By Steve Sailer
05/16/2009
The New York Times Magazine features a long article, My Personal Credit Crisis, by Edmund L. Andrews about America’s least sympathetic-sounding deadbeat, himself:
If there was anybody who should have avoided the mortgage catastrophe, it was I. As an economics reporter for The New York Times, I have been the paper’s chief eyes and ears on the Federal Reserve for the past six years. I watched Alan Greenspan and his successor, Ben S. Bernanke, at close range. I wrote several early-warning articles in 2004 about the spike in go-go mortgages. Before that, I had a hand in covering the Asian financial crisis of 1997, the Russia meltdown in 1998 and the dot-com collapse in 2000. I know a lot about the curveballs that the economy can throw at us. But in 2004, I joined millions of otherwise-sane Americans in what we now know was a catastrophic binge on overpriced real estate and reckless mortgages. Nobody duped or hypnotized me. Like so many others — borrowers, lenders and the Wall Street dealmakers behind them — I just thought I could beat the odds. We all had our reasons. The brokers and dealmakers were scoring huge commissions. Ordinary homebuyers were stretching to get into first houses, or bigger houses, or better neighborhoods. Some were greedy, some were desperate and some were deceived.

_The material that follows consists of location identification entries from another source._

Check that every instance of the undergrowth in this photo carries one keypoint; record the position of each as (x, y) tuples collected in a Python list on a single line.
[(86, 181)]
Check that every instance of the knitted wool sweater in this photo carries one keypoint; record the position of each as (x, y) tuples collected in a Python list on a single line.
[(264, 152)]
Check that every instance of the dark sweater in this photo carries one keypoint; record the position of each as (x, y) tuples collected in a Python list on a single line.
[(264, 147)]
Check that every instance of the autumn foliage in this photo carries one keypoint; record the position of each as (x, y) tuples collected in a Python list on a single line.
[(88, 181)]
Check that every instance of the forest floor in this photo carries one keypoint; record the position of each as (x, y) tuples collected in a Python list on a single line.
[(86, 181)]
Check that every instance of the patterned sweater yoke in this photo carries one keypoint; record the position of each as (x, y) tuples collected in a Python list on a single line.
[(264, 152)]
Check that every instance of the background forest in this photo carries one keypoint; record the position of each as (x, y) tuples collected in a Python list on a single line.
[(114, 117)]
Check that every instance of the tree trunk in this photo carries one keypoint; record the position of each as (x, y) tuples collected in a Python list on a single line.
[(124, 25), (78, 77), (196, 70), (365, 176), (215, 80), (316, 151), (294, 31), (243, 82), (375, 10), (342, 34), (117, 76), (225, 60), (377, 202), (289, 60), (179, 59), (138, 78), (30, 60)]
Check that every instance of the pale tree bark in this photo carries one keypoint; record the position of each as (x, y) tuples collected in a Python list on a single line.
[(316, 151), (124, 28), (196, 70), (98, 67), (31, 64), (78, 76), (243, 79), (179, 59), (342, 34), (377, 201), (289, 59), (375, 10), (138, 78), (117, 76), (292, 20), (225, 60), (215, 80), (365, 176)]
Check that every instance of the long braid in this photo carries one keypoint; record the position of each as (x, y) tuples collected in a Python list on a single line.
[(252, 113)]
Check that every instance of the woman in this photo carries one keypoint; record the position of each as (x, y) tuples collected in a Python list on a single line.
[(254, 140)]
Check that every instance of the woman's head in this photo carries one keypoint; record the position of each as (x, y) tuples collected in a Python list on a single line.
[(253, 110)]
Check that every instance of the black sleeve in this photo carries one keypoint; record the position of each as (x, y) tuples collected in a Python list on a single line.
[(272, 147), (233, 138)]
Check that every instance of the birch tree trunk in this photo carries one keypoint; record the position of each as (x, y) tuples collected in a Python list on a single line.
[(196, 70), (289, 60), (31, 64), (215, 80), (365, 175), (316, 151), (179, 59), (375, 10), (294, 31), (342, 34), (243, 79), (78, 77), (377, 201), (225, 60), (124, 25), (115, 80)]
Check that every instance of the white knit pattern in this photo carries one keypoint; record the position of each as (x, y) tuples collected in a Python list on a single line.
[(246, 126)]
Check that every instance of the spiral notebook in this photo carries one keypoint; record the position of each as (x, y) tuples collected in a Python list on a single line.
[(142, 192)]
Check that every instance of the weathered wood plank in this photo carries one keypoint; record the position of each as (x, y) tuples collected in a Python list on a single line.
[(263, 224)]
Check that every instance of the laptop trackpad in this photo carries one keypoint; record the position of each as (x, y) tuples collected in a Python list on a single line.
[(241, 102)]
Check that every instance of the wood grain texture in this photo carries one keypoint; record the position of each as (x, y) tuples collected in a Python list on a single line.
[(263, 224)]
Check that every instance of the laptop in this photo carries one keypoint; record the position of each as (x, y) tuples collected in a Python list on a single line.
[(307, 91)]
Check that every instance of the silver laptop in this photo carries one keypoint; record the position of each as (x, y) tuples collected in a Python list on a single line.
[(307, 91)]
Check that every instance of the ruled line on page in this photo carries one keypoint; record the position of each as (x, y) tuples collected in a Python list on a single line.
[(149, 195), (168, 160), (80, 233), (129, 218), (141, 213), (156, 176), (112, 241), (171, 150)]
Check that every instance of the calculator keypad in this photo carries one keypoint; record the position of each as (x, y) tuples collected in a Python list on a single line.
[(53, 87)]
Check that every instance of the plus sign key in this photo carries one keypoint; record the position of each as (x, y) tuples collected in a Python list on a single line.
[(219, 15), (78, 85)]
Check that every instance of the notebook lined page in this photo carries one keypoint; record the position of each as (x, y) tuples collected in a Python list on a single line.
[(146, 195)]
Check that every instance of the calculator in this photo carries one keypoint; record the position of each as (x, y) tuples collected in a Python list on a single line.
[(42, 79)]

Divorce, second marriage, a passel of kids, $4k per month alimony/child support, a big brick house in upscale Silver Spring, MD (conveniently located right on the northern border of DC, next to Chevy Chase), Alt-A mortgage, $50k in credit card debt, beach house rental, new wife loses her silly job as an editor for a foundation, subprime refi, default.
There’s no mention of them even thinking about, as an alternative to refinancing, selling the fancy house after it goes up 10% and moving some place less Silver Springy.

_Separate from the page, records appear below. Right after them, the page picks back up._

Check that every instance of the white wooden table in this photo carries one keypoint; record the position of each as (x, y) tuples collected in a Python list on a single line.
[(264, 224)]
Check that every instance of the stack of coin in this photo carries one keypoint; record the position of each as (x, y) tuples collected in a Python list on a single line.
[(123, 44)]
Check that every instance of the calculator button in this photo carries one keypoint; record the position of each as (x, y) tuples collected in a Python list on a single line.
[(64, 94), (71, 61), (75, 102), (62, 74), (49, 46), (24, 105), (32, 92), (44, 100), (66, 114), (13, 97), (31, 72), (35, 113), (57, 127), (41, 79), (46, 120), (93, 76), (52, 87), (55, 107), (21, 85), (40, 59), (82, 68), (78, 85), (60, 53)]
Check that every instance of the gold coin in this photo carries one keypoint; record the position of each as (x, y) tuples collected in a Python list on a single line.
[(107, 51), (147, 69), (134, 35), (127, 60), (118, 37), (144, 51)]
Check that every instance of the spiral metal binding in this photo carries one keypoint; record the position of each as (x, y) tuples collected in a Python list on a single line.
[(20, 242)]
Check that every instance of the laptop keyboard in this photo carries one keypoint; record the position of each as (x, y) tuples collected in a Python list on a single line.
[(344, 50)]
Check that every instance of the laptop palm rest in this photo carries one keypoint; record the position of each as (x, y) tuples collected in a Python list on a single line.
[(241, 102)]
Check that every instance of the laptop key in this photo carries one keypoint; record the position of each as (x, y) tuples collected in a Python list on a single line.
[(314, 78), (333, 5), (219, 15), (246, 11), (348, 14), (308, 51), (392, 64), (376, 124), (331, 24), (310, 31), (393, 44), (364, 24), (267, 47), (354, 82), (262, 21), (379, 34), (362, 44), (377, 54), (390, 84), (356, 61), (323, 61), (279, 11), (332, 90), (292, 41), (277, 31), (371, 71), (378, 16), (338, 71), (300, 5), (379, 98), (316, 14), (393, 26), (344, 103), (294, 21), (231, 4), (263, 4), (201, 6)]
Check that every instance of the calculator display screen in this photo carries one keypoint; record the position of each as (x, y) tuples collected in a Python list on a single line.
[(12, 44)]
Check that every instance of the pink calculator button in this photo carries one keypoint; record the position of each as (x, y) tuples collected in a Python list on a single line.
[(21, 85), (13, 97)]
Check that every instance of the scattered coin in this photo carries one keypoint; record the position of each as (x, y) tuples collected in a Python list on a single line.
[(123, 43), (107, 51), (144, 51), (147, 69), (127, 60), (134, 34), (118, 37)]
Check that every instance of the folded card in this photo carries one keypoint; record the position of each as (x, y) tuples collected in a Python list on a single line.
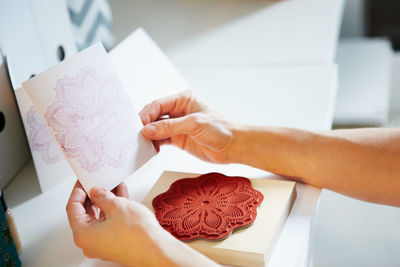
[(91, 117), (51, 166)]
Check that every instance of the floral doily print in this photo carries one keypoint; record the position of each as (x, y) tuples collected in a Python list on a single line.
[(92, 119), (40, 138), (210, 206)]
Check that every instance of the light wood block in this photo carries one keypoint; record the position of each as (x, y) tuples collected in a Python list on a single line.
[(249, 246)]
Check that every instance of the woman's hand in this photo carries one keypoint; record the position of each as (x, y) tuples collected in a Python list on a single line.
[(183, 121), (126, 232)]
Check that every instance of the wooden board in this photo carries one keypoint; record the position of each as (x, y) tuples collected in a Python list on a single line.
[(249, 246)]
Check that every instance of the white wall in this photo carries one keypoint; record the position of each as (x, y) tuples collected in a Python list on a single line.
[(353, 19)]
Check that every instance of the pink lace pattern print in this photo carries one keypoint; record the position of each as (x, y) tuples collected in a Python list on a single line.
[(92, 120), (210, 206), (40, 138)]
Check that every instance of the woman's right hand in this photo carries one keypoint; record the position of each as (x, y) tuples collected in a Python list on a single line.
[(185, 122)]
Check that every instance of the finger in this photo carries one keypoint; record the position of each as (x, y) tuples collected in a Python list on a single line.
[(104, 199), (121, 190), (90, 208), (158, 143), (164, 129), (76, 211), (174, 105)]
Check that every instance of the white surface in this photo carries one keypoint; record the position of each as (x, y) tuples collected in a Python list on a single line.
[(30, 35), (264, 95), (395, 85), (354, 233), (235, 31), (284, 32), (364, 81), (14, 150)]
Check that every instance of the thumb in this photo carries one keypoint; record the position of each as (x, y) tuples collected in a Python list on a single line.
[(166, 128), (103, 198)]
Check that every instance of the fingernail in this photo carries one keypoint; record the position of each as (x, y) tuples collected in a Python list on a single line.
[(150, 129), (97, 191)]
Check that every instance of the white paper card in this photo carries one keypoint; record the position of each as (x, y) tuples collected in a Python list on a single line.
[(50, 164), (90, 115)]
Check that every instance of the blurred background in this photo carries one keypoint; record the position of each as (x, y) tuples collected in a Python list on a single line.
[(334, 63)]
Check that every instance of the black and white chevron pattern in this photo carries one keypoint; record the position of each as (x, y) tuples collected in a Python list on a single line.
[(91, 22)]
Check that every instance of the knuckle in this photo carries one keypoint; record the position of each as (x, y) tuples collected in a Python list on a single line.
[(165, 125), (79, 240)]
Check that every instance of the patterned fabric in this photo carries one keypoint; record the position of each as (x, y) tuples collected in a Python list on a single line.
[(91, 22), (8, 252)]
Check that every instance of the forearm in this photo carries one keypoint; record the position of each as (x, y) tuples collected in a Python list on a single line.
[(361, 163)]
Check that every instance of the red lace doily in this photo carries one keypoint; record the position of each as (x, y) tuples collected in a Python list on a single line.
[(210, 206)]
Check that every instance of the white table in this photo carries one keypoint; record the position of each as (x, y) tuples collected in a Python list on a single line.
[(42, 222)]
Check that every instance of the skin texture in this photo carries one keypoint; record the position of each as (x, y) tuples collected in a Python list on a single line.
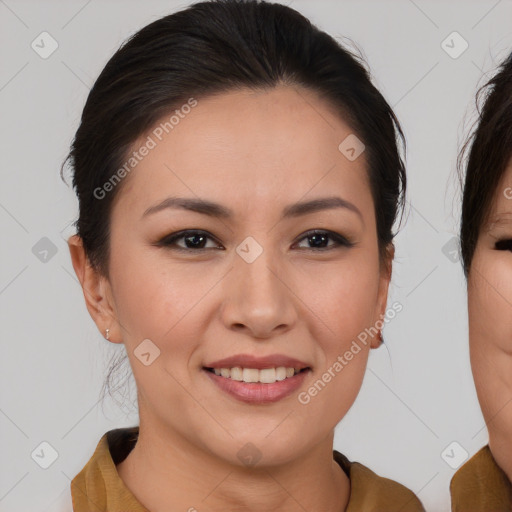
[(490, 323), (256, 153)]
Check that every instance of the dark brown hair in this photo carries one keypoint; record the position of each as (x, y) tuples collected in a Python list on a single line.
[(216, 47), (485, 156)]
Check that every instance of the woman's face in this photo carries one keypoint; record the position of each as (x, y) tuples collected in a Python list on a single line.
[(490, 322), (254, 283)]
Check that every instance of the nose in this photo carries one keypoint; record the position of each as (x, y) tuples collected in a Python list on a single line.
[(258, 300)]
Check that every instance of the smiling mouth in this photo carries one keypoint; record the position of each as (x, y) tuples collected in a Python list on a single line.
[(254, 375)]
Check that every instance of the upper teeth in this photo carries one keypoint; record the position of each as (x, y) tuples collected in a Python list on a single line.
[(266, 376)]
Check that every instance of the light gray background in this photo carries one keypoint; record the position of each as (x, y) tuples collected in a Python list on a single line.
[(417, 397)]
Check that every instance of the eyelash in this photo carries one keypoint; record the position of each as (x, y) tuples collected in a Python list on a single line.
[(169, 240), (504, 245)]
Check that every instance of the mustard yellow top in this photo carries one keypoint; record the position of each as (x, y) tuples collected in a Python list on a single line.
[(480, 485), (99, 488)]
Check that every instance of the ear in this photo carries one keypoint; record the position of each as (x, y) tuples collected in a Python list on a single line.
[(97, 291), (382, 295)]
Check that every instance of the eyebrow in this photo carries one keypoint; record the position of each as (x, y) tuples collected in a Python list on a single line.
[(212, 209)]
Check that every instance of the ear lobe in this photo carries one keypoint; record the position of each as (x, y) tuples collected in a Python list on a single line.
[(94, 287)]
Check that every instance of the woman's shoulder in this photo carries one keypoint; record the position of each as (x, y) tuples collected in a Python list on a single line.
[(481, 485), (371, 492)]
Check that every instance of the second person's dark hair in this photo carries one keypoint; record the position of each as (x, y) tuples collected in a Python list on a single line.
[(213, 47)]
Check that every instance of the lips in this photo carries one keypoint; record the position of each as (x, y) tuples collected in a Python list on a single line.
[(249, 361)]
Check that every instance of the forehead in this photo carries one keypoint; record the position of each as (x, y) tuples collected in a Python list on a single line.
[(248, 145)]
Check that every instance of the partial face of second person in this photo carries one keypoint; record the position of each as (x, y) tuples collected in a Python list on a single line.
[(490, 322), (254, 154)]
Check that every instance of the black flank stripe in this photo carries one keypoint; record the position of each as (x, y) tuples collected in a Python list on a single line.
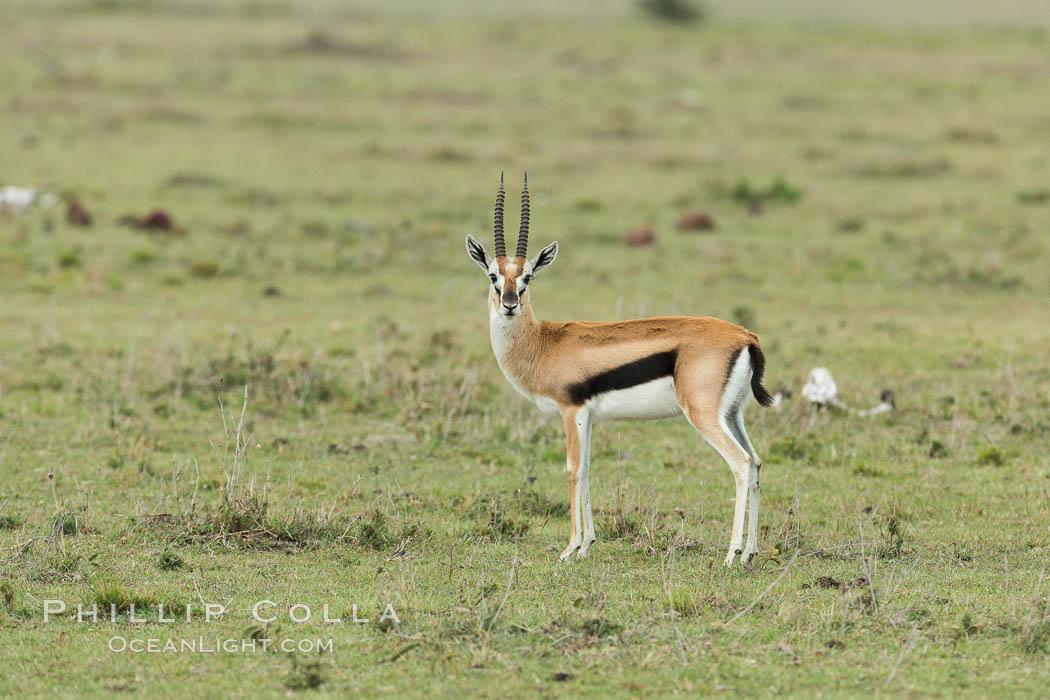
[(624, 377)]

One detail caught my eye: Andrews' says his base salary is $120k, but also "I was earning extra money working overtime at The Times." You get paid overtime for reporting on the Fed for the New York Times? Like if you work 50 hours per week instead of 40, you make, what, $174k annually? Sweet!
The last time I got paid overtime was when I was an 18-year-old fry cook at Burger King. That made perfect sense because the boss could tell exactly when I was working: when I was standing over the vat of boiling oil. Since the age of 20, however, I've had jobs where I mostly tap on keyboards (starting with my HP calculator when I got a summer job in college as a research assistant to a CFO), so nobody can tell when I’m really working versus when I’m just amusing myself. It’s not worth your while to try to figure out what part of the 70 hours per week I’m tapping on a keyboard is work or fun. That’s the reason you hire me: because what amuses me often turns out to be what you need to know.

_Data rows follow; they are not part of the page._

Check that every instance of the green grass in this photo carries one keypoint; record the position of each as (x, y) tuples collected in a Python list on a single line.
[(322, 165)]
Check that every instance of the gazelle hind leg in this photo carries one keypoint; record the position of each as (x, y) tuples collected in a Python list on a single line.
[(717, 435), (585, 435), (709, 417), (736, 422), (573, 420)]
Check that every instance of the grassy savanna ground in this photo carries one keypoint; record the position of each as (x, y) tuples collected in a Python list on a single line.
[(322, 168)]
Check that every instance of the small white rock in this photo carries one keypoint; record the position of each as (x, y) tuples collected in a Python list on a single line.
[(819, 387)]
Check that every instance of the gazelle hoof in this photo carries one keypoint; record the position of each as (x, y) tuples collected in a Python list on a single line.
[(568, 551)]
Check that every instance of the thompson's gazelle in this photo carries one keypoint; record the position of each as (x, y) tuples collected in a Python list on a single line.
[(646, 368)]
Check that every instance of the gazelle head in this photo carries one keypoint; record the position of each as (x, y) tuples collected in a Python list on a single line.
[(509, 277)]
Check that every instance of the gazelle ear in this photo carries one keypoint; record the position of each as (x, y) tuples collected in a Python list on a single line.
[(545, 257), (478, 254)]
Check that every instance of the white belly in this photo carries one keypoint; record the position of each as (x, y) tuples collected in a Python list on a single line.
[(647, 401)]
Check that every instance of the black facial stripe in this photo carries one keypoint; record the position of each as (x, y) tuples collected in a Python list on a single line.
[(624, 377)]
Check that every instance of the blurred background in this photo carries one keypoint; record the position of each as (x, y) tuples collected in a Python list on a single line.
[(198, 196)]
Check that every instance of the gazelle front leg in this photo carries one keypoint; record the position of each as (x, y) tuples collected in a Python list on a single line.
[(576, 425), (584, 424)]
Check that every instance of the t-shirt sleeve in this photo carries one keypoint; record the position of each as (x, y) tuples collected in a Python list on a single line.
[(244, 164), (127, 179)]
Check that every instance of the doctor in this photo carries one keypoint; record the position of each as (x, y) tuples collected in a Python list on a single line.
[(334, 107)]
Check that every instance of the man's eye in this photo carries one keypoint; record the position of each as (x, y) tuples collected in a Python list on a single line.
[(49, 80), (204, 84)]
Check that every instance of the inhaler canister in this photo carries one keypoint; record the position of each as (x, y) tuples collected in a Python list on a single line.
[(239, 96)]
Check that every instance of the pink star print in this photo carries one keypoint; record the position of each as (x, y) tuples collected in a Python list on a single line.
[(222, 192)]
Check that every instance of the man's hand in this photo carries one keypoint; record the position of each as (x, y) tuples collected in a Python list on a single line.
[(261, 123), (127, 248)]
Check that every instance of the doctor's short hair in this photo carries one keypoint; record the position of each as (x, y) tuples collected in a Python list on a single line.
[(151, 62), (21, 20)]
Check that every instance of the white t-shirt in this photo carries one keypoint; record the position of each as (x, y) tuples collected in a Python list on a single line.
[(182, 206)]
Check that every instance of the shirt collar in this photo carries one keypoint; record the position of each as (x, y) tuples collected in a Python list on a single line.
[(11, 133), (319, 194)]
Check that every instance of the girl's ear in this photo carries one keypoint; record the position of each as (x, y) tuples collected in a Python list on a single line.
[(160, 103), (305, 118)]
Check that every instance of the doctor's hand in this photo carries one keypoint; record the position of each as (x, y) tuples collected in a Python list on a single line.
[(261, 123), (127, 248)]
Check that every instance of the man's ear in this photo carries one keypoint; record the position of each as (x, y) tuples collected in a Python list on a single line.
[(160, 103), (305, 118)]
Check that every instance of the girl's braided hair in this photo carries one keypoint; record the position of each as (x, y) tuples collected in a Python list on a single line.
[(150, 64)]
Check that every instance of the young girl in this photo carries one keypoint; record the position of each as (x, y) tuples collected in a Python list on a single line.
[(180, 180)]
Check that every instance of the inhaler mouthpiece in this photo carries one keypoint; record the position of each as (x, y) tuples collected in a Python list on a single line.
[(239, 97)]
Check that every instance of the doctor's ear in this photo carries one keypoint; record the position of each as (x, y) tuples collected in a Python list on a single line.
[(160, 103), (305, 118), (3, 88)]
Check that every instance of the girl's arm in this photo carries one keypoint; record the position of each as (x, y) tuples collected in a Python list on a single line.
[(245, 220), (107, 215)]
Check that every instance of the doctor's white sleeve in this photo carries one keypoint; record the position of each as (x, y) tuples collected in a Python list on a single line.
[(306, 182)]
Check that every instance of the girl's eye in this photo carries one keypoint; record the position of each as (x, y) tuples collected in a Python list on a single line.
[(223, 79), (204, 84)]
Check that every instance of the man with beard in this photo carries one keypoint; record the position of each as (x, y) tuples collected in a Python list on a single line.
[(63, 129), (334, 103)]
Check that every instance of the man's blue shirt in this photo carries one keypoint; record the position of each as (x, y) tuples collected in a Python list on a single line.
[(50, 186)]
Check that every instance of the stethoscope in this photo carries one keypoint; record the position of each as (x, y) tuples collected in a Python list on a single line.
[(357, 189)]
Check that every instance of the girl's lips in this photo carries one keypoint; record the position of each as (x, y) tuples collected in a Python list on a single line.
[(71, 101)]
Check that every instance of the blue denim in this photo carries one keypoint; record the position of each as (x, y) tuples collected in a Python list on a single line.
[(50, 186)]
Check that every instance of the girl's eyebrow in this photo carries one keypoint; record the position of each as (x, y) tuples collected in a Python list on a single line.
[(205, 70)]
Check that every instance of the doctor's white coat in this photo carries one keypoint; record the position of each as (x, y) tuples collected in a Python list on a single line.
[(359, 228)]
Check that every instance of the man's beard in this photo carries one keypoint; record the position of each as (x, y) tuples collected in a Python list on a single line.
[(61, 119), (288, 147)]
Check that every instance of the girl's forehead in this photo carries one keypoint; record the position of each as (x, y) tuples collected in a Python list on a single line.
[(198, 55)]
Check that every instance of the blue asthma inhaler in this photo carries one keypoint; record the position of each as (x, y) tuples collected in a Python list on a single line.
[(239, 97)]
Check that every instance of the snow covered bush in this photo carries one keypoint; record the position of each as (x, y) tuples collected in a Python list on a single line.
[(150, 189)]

So, how does the New York Times tell what part of Edmunds' daily routine of surfing the Internet and talking on the phone is work and what part is fun? I guess they just take his word for it, which, having read about his financial probity, doesn’t seem like a smart thing to do.
The article ends:
I was actually beginning to feel sorry for Chase. It seemed to be so flooded with defaulting borrowers that it didn’t have time to foreclose on my house. Eight months after my last payment to the bank, I am still waiting for the ax to fall.Edmund L. Andrews is an economics reporter for The Times and the author of “Busted: Life Inside the Great Mortgage Meltdown,” which will be published next month by W.W. Norton and from which this article is adapted.
So, this guy has been living in Silver Spring rent-free for the last eight months and he’s turned his rent-free life into a book (which I have a suspicion he wrote on a paid book leave sabbatical from the Times), which he’s gotten the New York Times Magazine to promote? No wonder the Times had him covering the Fed. He’s financial freaking genius.